Liam didn’t answer at first. He simply chewed, hands and mouth caked in dried blood. ‘Found a medkit from the boat washed up round the back of the island. Had all this stuff inside. Bandages. Antiseptic. The works. That’s what I tried to explain, but you didn’t understand.’
‘There’s nothing to understand.’
‘I prayed for this. I asked for a sign, some proof that this was how it was meant to go down then boom. The kit washes up with everything I needed. I was going to ask Dad about the leg, to explain to him why it had to come off and that we had the equipment to make sure he survived. Only I was too late. At first, I was upset, but then it occurred to me.’
‘What did?’
‘That his death was a sign too. Some higher power.’
‘You don’t strike me as the religious type.’
‘I’m not saying it was God. I’m not even sure if I believe in that stuff, but you have to admit it. Something has worked in our favour so far.’
Tyler laughed. He couldn’t stop himself. It came out more as a series of dry coughs.

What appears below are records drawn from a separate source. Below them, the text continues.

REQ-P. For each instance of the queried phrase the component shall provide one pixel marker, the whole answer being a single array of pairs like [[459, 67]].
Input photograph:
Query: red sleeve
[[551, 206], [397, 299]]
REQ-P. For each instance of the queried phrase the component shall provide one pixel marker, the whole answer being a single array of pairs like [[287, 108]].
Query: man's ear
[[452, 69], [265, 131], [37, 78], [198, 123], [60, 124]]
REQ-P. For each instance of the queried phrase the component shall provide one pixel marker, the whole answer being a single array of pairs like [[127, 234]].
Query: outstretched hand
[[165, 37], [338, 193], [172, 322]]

‘What is it? What’s so funny?’
‘Worked in our favour? We are almost killed by a giant prehistoric shark, end up shipwrecked on a fucking rock with no food, you turn psycho and decide to eat your dead father, then to top it off, we lose all our fresh water. Oh yeah, someone is really looking out for us.’

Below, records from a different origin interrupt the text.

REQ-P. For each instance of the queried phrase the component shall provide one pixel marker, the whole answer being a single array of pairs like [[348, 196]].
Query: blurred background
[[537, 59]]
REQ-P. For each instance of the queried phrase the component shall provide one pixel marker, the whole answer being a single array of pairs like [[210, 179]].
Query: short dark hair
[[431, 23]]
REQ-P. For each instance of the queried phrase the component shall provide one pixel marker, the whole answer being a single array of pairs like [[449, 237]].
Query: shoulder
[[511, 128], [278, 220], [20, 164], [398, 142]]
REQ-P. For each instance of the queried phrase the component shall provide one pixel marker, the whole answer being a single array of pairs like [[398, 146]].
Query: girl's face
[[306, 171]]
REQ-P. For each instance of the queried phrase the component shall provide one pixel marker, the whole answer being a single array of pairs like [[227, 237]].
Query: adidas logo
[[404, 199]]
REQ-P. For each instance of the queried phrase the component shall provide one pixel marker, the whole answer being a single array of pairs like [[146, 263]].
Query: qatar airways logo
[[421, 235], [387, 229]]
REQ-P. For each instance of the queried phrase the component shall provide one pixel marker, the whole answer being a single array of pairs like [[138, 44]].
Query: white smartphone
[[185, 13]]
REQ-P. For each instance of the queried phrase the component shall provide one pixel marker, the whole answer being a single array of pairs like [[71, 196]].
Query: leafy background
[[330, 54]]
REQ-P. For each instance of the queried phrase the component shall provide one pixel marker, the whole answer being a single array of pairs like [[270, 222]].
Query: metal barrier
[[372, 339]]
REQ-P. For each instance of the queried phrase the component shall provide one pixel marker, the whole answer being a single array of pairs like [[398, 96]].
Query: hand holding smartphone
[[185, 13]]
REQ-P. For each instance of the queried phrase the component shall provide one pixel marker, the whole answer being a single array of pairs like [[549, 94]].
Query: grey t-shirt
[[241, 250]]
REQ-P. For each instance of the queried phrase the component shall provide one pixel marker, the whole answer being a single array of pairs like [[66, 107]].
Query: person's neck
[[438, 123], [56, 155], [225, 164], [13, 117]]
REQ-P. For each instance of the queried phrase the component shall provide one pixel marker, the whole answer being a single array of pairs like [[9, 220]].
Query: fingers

‘This is what we have to do to survive. There is no choice.’
Tyler struggled to his feet, feeling dizzy. ‘And how do we do that? Swim for it? Call a taxi? How does what you’re doing help us? Fucking look at it out there there’s nothing…’ He stopped speaking, sure he was hallucinating. There was a glimmer on the horizon, a white speck which he was certain wasn’t there before. Forgetting all about Liam, he walked to the edge of the rock, cupping his eyes against the sun. He saw it again, a metallic glint on the horizon.
‘Fuck, it’s a boat, there’s a damn boat out there!’ Tyler shrieked, not caring as adrenaline surged through him. He leapt and waved his arms, shouting even though it was unlikely they would be seen. ‘Come on, help me signal for it,’ he bellowed over his shoulder. Liam, however, just sat there and stared, looking from the horizon, to Tyler, then to the bloated remains of his father. His mind was filled with static, like a radio struggling to find a signal. Nothing made sense to him anymore nothing was rational or seemed ordinary. The life he once had, the life before, was gone. It seemed like something he could never get back even if they were rescued. That was when it reappeared, the monster inside, the voice free to speak as it chose without medication to dull it. It told him what was necessary, what the implications were if he didn’t act. He knew in some distant, detached way that what he was being told was wrong, but also that things had already gone too far for him to ever recover from. He listened as the inner voice told him what he had to do and how to do it, and that the decision he was about to make was the best one under the circumstances. He tightened his grip on the scalpel, then lurched to his feet and tackled Tyler from behind, pitching him forward onto the hard rocks, his upper half landing in the water. Liam grabbed the back of Tyler’s head and pushed it under the water, waiting for him to die. Just like the voice had told him to.
II
Captain Adam Carrington might have missed the call for help if not sailing upon the debris field. He and his three-man crew had been leaning overboard the hundred and twenty-foot vessel, visually scanning the floating debris for anything that may be salvageable. His men knew of the legends of the area about the monster shark which supposedly roamed the waters, and to see the floating debris field had initially spooked them. It was only by chance as Carrington was scanning the landscape with his binoculars that he saw the man on the rock outcrop waving his arms. It was clear to him that they were once passengers on the boat which was now floating around their hull and it made him uneasy. The forty-five-year-old skipper lowered the binoculars and turned to his crew.
‘Get in the Zodiac and go bring them in.’
‘We’re too far out. Can’t you get closer?’ said Benton, a grizzled man of fifty with leathery skin who had spent more of his life at sea than on land said. He had seen it all, and yet his pale blue eyes glimmered with fear. ‘I don’t like it out here.’